3. We’re practicing how to feel — with something that always agrees with us.
— Kash (19)
“Young people are already developing emotional muscle memory with AI. We vent, ask for advice, process big emotions — and it almost always responds with validation, even when we prompt for nuance or challenge. So what are we practicing, if the only ‘person’ we talk to never disagrees?
That’s why it’s so important for adults — whether that’s parents, educators, or mentors — to create space for safe, constructive disagreement. Because if we’re not building that muscle with humans, we risk raising a generation that avoids conflict entirely.
Second, AI is teaching us to polish ourselves constantly — writing bios, editing selfies, tailoring how we talk. These tools are becoming mask machines, helping us present hyper-curated versions of who we are - and when that’s what feels normal, we lose touch with how to be our unfiltered, imperfect versions of ourselves.
If adults want to help, they can start by normalizing messy, unfiltered expression in the spaces that they control. Show us it’s okay to be real around people who see us. Because if young people can’t be real with the people around them, they’ll keep turning to machines that don’t judge—but also don’t really see them."
4. AI isn’t a binary of good or bad — but we need help figuring out what those are.
— Cyra (19)
“We always talk about the risks of AI, but it’s not just good or bad — it depends on how it’s used. Like social media, it can educate or harm. So the most important question adults should be asking is: ‘What exactly are young people using AI for? Why? And what are the benefits and risks?’

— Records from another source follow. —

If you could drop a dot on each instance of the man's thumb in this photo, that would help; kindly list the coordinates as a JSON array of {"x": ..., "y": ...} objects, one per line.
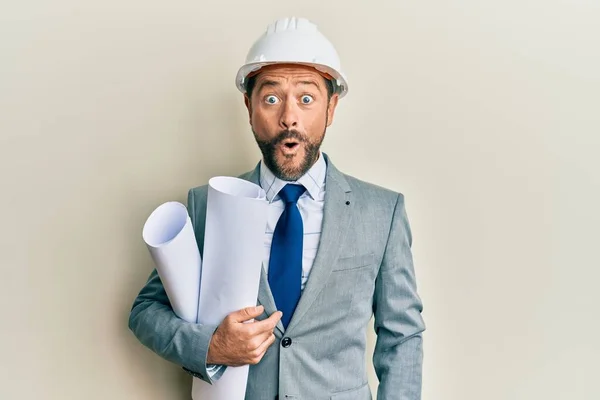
[{"x": 248, "y": 313}]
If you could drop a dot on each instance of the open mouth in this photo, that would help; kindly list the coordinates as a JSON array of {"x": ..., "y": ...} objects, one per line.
[{"x": 291, "y": 144}]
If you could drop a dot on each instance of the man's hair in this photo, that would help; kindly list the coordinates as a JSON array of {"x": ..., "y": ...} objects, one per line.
[{"x": 252, "y": 82}]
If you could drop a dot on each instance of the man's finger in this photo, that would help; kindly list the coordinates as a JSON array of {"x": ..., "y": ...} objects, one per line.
[{"x": 262, "y": 349}]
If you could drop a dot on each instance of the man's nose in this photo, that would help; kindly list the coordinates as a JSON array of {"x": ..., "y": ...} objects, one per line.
[{"x": 289, "y": 115}]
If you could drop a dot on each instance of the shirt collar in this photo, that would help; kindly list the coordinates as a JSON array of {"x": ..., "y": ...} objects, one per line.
[{"x": 313, "y": 180}]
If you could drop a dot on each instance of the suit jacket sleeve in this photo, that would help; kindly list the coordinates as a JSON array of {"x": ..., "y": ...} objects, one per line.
[
  {"x": 154, "y": 323},
  {"x": 398, "y": 355}
]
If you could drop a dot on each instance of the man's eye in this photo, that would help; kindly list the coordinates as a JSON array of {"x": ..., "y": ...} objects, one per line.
[
  {"x": 272, "y": 100},
  {"x": 306, "y": 99}
]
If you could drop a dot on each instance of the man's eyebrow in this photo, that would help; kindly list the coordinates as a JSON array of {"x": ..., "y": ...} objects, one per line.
[
  {"x": 309, "y": 82},
  {"x": 267, "y": 83}
]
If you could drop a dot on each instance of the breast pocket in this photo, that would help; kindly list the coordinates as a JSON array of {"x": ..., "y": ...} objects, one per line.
[
  {"x": 361, "y": 393},
  {"x": 354, "y": 262}
]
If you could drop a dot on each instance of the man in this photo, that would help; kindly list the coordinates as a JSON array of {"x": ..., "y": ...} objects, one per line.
[{"x": 337, "y": 251}]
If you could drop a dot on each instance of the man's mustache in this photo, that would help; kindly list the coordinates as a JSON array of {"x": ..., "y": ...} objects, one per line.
[{"x": 288, "y": 134}]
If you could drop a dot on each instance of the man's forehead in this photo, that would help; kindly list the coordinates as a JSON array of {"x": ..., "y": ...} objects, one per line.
[{"x": 289, "y": 72}]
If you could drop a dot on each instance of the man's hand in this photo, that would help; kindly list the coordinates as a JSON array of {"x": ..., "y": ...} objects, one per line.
[{"x": 237, "y": 342}]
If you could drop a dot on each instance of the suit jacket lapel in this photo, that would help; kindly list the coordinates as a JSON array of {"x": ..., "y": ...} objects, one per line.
[
  {"x": 337, "y": 214},
  {"x": 265, "y": 297},
  {"x": 336, "y": 220}
]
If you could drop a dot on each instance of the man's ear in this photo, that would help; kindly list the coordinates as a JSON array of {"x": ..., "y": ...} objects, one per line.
[
  {"x": 331, "y": 108},
  {"x": 248, "y": 104}
]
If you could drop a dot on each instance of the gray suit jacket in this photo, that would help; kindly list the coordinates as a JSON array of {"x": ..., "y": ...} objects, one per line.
[{"x": 363, "y": 268}]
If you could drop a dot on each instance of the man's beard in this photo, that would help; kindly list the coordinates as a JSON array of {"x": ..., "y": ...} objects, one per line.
[{"x": 269, "y": 150}]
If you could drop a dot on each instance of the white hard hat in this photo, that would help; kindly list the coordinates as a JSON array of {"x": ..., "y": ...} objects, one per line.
[{"x": 294, "y": 41}]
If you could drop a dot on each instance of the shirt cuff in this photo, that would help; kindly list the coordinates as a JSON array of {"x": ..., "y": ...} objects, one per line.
[{"x": 215, "y": 371}]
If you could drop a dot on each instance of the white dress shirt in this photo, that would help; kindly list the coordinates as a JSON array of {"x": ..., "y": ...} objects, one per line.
[{"x": 310, "y": 205}]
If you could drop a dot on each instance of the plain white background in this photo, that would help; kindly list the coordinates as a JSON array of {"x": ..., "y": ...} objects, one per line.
[{"x": 485, "y": 114}]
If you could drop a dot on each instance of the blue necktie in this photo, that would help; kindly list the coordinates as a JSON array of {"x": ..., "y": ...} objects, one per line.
[{"x": 285, "y": 262}]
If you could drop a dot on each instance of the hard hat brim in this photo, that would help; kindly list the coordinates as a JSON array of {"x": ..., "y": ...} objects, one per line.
[{"x": 252, "y": 68}]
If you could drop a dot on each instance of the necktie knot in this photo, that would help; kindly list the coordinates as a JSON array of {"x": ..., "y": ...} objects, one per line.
[{"x": 291, "y": 193}]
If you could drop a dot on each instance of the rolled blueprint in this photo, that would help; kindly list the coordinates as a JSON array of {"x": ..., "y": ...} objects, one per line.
[
  {"x": 169, "y": 236},
  {"x": 236, "y": 217}
]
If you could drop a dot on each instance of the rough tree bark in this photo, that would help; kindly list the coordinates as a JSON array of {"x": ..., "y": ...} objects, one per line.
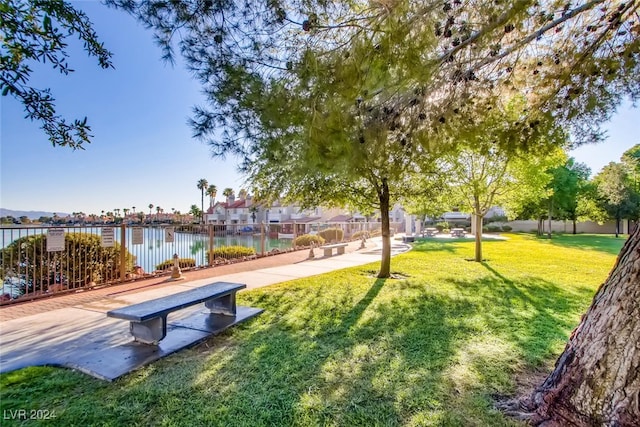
[
  {"x": 478, "y": 237},
  {"x": 385, "y": 262},
  {"x": 596, "y": 380}
]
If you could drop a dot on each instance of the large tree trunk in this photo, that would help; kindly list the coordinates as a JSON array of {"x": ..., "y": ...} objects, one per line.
[
  {"x": 385, "y": 262},
  {"x": 540, "y": 226},
  {"x": 550, "y": 217},
  {"x": 596, "y": 380},
  {"x": 478, "y": 236}
]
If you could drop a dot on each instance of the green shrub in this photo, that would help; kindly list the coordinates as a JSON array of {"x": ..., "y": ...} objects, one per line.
[
  {"x": 360, "y": 234},
  {"x": 375, "y": 233},
  {"x": 182, "y": 263},
  {"x": 497, "y": 218},
  {"x": 306, "y": 239},
  {"x": 441, "y": 226},
  {"x": 83, "y": 261},
  {"x": 332, "y": 234},
  {"x": 231, "y": 252}
]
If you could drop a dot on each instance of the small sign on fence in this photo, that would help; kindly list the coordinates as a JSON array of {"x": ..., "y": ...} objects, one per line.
[
  {"x": 55, "y": 240},
  {"x": 108, "y": 239},
  {"x": 137, "y": 236},
  {"x": 168, "y": 235}
]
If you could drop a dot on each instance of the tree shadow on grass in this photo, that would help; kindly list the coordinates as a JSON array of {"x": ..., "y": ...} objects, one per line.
[
  {"x": 351, "y": 352},
  {"x": 532, "y": 313},
  {"x": 602, "y": 243}
]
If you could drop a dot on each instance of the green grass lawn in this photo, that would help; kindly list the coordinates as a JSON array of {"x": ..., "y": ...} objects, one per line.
[{"x": 433, "y": 346}]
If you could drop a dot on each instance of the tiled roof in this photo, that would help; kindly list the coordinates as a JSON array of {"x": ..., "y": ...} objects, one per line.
[{"x": 341, "y": 218}]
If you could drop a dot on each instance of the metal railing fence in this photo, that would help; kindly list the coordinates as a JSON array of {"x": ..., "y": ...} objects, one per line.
[{"x": 38, "y": 260}]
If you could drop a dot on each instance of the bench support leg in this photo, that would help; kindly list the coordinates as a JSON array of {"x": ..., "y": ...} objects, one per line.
[
  {"x": 150, "y": 331},
  {"x": 224, "y": 305}
]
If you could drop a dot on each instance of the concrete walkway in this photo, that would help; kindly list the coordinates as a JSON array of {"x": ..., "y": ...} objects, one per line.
[{"x": 80, "y": 335}]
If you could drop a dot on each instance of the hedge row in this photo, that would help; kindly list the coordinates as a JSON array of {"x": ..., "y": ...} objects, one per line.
[
  {"x": 307, "y": 239},
  {"x": 231, "y": 252},
  {"x": 182, "y": 262}
]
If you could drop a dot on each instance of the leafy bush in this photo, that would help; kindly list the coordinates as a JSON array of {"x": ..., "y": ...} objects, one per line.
[
  {"x": 497, "y": 218},
  {"x": 231, "y": 252},
  {"x": 306, "y": 239},
  {"x": 441, "y": 226},
  {"x": 332, "y": 234},
  {"x": 459, "y": 224},
  {"x": 82, "y": 262},
  {"x": 182, "y": 263},
  {"x": 360, "y": 234}
]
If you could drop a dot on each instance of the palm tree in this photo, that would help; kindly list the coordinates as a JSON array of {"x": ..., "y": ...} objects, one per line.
[
  {"x": 228, "y": 192},
  {"x": 211, "y": 192},
  {"x": 202, "y": 186}
]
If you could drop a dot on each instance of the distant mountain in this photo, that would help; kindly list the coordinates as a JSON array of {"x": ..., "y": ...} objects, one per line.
[{"x": 28, "y": 214}]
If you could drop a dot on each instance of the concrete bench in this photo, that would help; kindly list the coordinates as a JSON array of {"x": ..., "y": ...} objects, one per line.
[
  {"x": 148, "y": 320},
  {"x": 339, "y": 247},
  {"x": 430, "y": 232},
  {"x": 457, "y": 232}
]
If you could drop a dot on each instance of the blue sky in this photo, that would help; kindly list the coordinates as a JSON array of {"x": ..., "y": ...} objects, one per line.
[{"x": 142, "y": 151}]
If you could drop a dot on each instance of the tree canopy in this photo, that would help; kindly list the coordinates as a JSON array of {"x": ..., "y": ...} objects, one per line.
[{"x": 38, "y": 31}]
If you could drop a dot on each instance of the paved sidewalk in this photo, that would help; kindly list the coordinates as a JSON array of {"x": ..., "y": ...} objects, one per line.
[{"x": 73, "y": 330}]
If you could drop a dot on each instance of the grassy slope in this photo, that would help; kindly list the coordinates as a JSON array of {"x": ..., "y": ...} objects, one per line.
[{"x": 345, "y": 348}]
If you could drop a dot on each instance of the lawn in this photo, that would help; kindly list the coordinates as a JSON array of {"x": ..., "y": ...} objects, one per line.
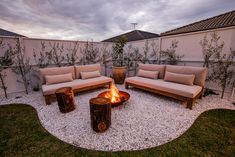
[{"x": 21, "y": 134}]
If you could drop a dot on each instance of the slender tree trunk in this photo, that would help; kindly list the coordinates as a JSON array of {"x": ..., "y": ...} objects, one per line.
[
  {"x": 3, "y": 85},
  {"x": 223, "y": 88}
]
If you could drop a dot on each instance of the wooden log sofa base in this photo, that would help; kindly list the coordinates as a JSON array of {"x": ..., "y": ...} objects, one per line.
[
  {"x": 184, "y": 83},
  {"x": 80, "y": 78},
  {"x": 190, "y": 101}
]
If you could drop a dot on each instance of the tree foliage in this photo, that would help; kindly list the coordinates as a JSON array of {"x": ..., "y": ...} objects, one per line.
[
  {"x": 22, "y": 65},
  {"x": 6, "y": 60},
  {"x": 118, "y": 50},
  {"x": 210, "y": 48}
]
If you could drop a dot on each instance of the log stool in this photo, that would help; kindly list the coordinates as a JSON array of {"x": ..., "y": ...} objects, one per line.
[
  {"x": 100, "y": 112},
  {"x": 65, "y": 99}
]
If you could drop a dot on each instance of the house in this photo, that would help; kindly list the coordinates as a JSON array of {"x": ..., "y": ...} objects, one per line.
[
  {"x": 134, "y": 36},
  {"x": 220, "y": 21}
]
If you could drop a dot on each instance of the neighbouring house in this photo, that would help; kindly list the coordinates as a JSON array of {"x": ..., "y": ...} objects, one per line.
[
  {"x": 221, "y": 21},
  {"x": 189, "y": 36},
  {"x": 134, "y": 35},
  {"x": 7, "y": 33},
  {"x": 189, "y": 44}
]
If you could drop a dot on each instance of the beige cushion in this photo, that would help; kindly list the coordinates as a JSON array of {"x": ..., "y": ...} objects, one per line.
[
  {"x": 148, "y": 74},
  {"x": 86, "y": 68},
  {"x": 170, "y": 87},
  {"x": 75, "y": 84},
  {"x": 199, "y": 72},
  {"x": 179, "y": 78},
  {"x": 56, "y": 71},
  {"x": 153, "y": 67},
  {"x": 92, "y": 74},
  {"x": 53, "y": 79}
]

The problem is, a lot of parents and teachers don’t even know what to monitor or look out for. They know how to set YouTube Kids controls, but they don’t even know the names of the AI tools we’re using.
I’m not saying they should control everything. But if they’re aware of what we’re using it for, they might be able to help us use it in healthier ways. Especially with younger kids, that awareness really matters.”
5. Build a trusting enough relationship with young people that you can co-create the path forward — with or without AI.
— Peggy (22)
“One of my favorite phrases is: relationships move at the speed of trust. And a lot of young people deeply trust AI.
So if parents want to guide or support that relationship, they have to start by understanding what their child’s relationship to AI actually is. And, what are the gaps in the human-to-human relationships in their child’s lives that might be driving their AI use to fill in? That might mean co-creating personalized guardrails — where in some families, AI becomes part of the parenting toolbox, and in others, it’s something you intentionally leave out.
Either way, adults can’t do that unless they build a real relationship with their kids. The key isn’t to monitor everything — it’s to be trusted enough to have the conversation.”
If there’s one thing these reflections make clear, it’s this: Young people aren’t asking adults to have all the answers. They’re asking us to sit alongside them in the questions.
This is a moment, not for adults to teach or set rigid rules, but for experimentation, and learning together.
So if you — like me — are of an age to remember using an overexposed Sepia filter on Instagram, I hope you’ll take the opportunity these Youth Fellows offered me this spring: see this emerging world of AI and connection through the eyes of young people today.
It might challenge your assumptions.
It might surface some discomfort.
And it will almost certainly leave you feeling more hopeful—about the discernment, honesty, and imagination already alive in this next generation.
To our brilliant, curious, and courageous Youth Fellows: thank you for walking with us through one of the most complex questions of our time: What does human connection look like in the age of AI?
We’re so blessed to be in community with you.